C’est du négationnisme.

Un négationnisme quotidien, administratif, moral, familial, politique, judiciaire, économique et religieux.

Un négationnisme qui ne nie pas les cadavres après leur production, mais qui nie avant tout les mécanismes qui les rendent inévitables.

Un négationnisme qui transforme chaque catastrophe en exception pour ne jamais avoir à condamner la règle.

Un négationnisme qui pleure les victimes tout en préparant leurs remplaçants.

Le plus grand cimetière est devant nous

Près de cent-milliards d’humains ont déjà été produits et presque tous sont morts.

Ce bilan ne suffit pourtant pas.

Les défenseurs de la pérennité de l’espèce réclament encore des milliards, puis des dizaines de milliards, puis des centaines de milliards d’existences supplémentaires.

Ils nomment cela l’avenir.

Mais cet avenir est un cimetière en projet.

Chaque enfant espéré y possède déjà une place.

Chaque naissance célébrée ajoute un futur mort au bilan.

Chaque génération reconduit la dette sur la suivante.

Et plus l’humanité rêve de durer, plus elle programme de morts.

Une espèce éternelle serait une usine éternelle à produire des cadavres.

Une humanité durable serait une souffrance durable.

Une pérennité sans fin serait une exposition sans fin d’êtres innocents à toutes les formes de destruction naturelles et humaines.

Le Négationnisme de la Réalité Humaine consiste à appeler cette perspective une victoire.

Il consiste à regarder l’amoncèlement passé, à prévoir l’amoncèlement futur, puis à crier : « Longue vie à l’humanité ! »

Longue vie à quoi ?

À une abstraction qui ne souffre pas ?

À un mot qui ne meurt pas ?

À une espèce qui se maintient en consommant ses propres membres ?

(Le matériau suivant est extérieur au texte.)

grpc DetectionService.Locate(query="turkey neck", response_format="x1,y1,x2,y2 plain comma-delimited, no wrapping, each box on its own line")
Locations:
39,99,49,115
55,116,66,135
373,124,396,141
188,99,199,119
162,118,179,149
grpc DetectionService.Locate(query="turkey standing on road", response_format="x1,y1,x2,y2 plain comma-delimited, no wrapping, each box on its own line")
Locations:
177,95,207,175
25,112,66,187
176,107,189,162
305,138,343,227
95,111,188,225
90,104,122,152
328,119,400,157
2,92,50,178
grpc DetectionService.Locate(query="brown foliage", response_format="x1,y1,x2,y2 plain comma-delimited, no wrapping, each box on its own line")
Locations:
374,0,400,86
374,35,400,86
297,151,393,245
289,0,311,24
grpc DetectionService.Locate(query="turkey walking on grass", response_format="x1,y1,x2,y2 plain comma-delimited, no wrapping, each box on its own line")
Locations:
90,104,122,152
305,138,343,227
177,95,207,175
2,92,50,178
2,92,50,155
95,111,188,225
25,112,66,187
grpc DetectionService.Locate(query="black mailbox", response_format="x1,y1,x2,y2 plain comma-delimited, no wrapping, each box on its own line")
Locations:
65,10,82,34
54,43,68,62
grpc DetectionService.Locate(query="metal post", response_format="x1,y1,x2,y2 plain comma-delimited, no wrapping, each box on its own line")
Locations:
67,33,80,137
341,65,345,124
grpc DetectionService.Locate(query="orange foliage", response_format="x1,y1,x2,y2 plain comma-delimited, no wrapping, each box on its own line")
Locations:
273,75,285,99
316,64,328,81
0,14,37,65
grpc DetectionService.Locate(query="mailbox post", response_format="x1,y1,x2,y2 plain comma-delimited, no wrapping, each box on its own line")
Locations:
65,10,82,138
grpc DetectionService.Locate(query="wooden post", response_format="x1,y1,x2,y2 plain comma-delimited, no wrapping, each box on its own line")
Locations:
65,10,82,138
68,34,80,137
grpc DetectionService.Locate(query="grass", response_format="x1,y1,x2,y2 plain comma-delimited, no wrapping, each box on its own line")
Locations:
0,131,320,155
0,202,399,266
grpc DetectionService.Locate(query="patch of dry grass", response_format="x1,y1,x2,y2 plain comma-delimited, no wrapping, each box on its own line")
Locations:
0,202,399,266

Les humains réels, eux, ne sont jamais pérennes.

Ils passent.

Ils souffrent.

Ils perdent.

Ils meurent.

Seule la machine continue.

L’accusation

Nous accusons le Négationnisme de la Réalité Humaine d’avoir transformé la contrainte d’exister en cadeau.

Nous l’accusons d’avoir maquillé la fabrication des êtres en autonomie.

Nous l’accusons d’avoir inventé la culpabilité absolue pour éviter de juger les causes.

Nous l’accusons d’avoir justifié les hiérarchies par le mérite.

Nous l’accusons d’avoir protégé les systèmes en sacrifiant les individus.

Nous l’accusons d’avoir produit des victimes, puis de leur avoir reproché leur vulnérabilité.

Nous l’accusons d’avoir produit des bourreaux, puis de les avoir déclarés inexplicables.

Nous l’accusons d’avoir accompagné les guerres, les esclavages, les colonisations, les déportations, les tortures et les génocides.

Nous l’accusons d’avoir rendu pensable la Shoah en permettant la fabrication de catégories humaines réputées coupables d’exister.

Nous l’accusons d’avoir ensuite appelé monstres les êtres humainement fabriqués pour l’atrocité, afin de ne pas mettre en examen les sociétés capables de les fabriquer.

Nous l’accusons d’avoir déjà exposé près de cent-milliards d’êtres humains à la souffrance et à la mort.

Nous l’accusons de préparer des centaines de milliards de victimes futures au nom de la pérennité d’une espèce qui ne sauve aucun de ses membres.

Nous l’accusons enfin de cacher le crime sous les mots les plus doux : vie, naissance, amour, famille, mérite, responsabilité, justice, avenir, humanité.

Le Négationnisme de la Réalité Humaine n’est pas une erreur innocente.

C’est l’idéologie qui permet à l’humanité de continuer à produire ce qu’elle prétend déplorer.

Elle fabrique les souffrants, les coupables, les victimes, les bourreaux et les morts.

Puis elle se recueille devant leurs tombes.

Le plus grand scandale n’est pas que l’humanité ignore ce qu’elle fait.

Le plus grand scandale est qu’elle le sait suffisamment pour le nier.

Fin – E. Berlherm

(L’obligation d’exister implique l’innocence d’exister en permanence, ce qui est vrai pour les négationnistes comme pour les antisouffrances.)